The studies summarized in this review clearly establish non-conducting roles for ion-channel subunits in the formation and maintenance of synapses, in addition to their important role as ion-permeable channels for chemical neurotransmission. Both presynaptic and postsynaptic channel subunits interact with extracellular synapse organizers. Such structural interactions are extended into the cytosolic region by using the ion-channel subunits as scaffolding proteins. These trans-synaptic protein interactions allow alignment of pre- and postsynaptic specialization to achieve effective neurotransmission.
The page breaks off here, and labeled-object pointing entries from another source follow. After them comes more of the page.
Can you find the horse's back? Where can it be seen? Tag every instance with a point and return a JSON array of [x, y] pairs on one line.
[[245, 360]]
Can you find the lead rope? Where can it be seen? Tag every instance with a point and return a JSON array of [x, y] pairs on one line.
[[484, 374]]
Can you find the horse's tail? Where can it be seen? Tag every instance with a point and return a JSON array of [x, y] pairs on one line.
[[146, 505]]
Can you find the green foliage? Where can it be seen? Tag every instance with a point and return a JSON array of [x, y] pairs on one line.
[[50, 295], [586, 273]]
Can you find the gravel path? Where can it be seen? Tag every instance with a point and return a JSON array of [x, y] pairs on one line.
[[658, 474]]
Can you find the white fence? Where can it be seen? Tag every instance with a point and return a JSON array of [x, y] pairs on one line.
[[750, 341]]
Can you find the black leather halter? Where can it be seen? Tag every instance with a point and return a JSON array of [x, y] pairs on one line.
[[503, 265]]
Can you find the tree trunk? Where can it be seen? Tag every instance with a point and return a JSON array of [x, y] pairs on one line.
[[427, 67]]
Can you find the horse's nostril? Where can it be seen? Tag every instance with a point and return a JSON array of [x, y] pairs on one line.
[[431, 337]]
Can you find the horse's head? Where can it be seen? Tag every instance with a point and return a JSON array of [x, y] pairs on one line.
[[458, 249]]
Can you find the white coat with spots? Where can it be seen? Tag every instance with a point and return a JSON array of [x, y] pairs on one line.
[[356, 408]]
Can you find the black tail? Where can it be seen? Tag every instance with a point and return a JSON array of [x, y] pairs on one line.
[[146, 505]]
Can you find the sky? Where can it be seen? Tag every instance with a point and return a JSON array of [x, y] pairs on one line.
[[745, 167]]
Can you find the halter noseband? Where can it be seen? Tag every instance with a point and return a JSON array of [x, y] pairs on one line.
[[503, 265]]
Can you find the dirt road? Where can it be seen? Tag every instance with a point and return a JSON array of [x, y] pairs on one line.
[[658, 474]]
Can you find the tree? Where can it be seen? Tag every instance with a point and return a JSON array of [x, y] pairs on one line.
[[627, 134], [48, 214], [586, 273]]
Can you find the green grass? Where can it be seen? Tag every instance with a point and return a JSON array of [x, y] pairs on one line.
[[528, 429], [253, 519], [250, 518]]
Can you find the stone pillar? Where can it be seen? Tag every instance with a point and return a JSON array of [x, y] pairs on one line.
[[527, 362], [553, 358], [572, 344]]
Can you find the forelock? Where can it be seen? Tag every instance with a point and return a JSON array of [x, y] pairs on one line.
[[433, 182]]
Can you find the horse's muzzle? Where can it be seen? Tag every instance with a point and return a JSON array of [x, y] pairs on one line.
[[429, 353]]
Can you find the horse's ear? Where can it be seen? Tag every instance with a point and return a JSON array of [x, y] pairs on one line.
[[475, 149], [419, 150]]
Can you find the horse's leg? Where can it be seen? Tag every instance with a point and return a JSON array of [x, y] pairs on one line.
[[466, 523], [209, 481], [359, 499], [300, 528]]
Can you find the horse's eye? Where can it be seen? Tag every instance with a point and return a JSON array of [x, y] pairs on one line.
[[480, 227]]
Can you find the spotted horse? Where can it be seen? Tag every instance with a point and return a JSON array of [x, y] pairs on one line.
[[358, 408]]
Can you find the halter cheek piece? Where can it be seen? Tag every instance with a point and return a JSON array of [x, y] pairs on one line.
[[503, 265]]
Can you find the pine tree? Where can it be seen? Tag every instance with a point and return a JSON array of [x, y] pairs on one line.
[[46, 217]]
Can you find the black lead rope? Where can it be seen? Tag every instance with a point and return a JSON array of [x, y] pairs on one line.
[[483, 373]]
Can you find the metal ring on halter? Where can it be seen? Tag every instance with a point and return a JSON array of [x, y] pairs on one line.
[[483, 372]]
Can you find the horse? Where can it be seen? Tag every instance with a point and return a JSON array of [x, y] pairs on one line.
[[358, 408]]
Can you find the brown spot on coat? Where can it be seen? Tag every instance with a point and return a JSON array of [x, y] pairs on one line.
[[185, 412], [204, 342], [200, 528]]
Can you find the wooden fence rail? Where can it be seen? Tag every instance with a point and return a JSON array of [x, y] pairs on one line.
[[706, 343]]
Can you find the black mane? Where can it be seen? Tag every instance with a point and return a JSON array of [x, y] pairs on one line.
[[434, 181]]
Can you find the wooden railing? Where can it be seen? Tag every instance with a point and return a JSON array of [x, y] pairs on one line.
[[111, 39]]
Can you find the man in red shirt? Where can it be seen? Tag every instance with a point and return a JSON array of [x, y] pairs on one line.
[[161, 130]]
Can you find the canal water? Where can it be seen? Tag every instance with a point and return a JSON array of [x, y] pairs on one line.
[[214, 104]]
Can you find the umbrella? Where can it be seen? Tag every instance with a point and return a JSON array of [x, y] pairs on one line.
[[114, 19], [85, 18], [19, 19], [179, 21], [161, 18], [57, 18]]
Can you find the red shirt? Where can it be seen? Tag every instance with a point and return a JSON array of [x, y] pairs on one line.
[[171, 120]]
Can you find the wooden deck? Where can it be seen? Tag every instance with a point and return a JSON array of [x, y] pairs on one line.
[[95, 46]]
Important questions still remain to elucidate the role of trans-synaptic molecular mechanisms involving ion channel subunits for organizing synapses. First, the initial interaction or the essential interaction to precisely position these synaptic channels at the pre- and postsynaptic sites remains unknown. Recent findings described in this review suggest that the location of these synaptic channels can be modified either from cytosolic side or extracellular side. Second, when or how much is ion-conducting function of channels required for the formation/maturation/maintenance of synapses? The molecular mechanism responsible for the initial phase of synapse formation does not seem to require synaptic activity. Even in the absence of synaptic transmission, morphologically normal synapses can be formed with active zones in knockout mice for choline acetyltransferase or munc18-1, or double-knockout mice for munc13-1/2 or P/Q-, N-type VDCCs.^63,158–160 However, activity becomes important later for synaptic elimination and P/Q-type VDCCs plays an essential role at the climbing fiber-Purkinje cell synapse.¹⁶¹ Third, the timing of the synapse transmission control/modification by these transsynaptic interactions is unknown. The extracellular interactions reviewed here can modify both excitatory and inhibitory synapses, but the control of these actions remains unknown. These are just few examples of questions that await further investigation to elucidate synapse formation and maintenance.